Transmission Mechanism of Post-COVID-19 Emergency Supply Chain Based on Complex Network: An Improved SIR Model

Abstract

Since the COVID-19 epidemic swept the world, the emergency supply chain (ESC) has faced serious uncertainty risks. To maintain the stability of the emergency supply, risk prevention and contingency measures must be prepared.
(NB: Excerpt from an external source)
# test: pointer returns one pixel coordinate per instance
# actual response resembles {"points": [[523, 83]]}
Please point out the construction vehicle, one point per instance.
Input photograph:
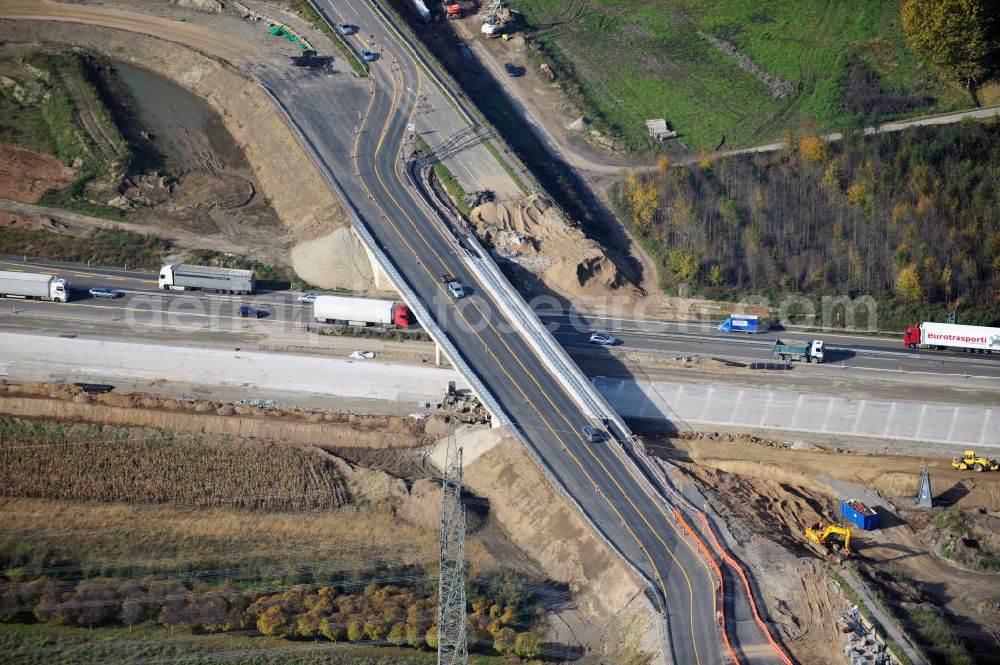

In this paper, the authors first obtain the initial risk value of 0.4 using the fuzzy comprehensive evaluation approach and then build an improved SIR model based on a complex network to investigate the risk propagation law of the ESC. The simulation results show that (1) the high number of nodes becomes the initial risk source, the risk propagates faster and the peak value arrives two days earlier on average; (2) the initial infection rate gradually increases from 0.2 to 0.4, 0.6, and 0.8, and the risk spread speed also accelerates; (3) the recovery rate of network nodes increases gradually from 0.1 to 0.2, 0.3, and 0.4, and the influence range of risk propagation decreases inversely; (4) appropriately increasing the deletion rate of network nodes is conducive to improving the stability of the ESC network. Given the above ESC risk propagation law, this paper proposes relevant risk prevention measures and suggests that a risk early warning system of node enterprises should be established in combination with the target immunization strategy. For ESC risk management, the result has significant theoretical and practical implications.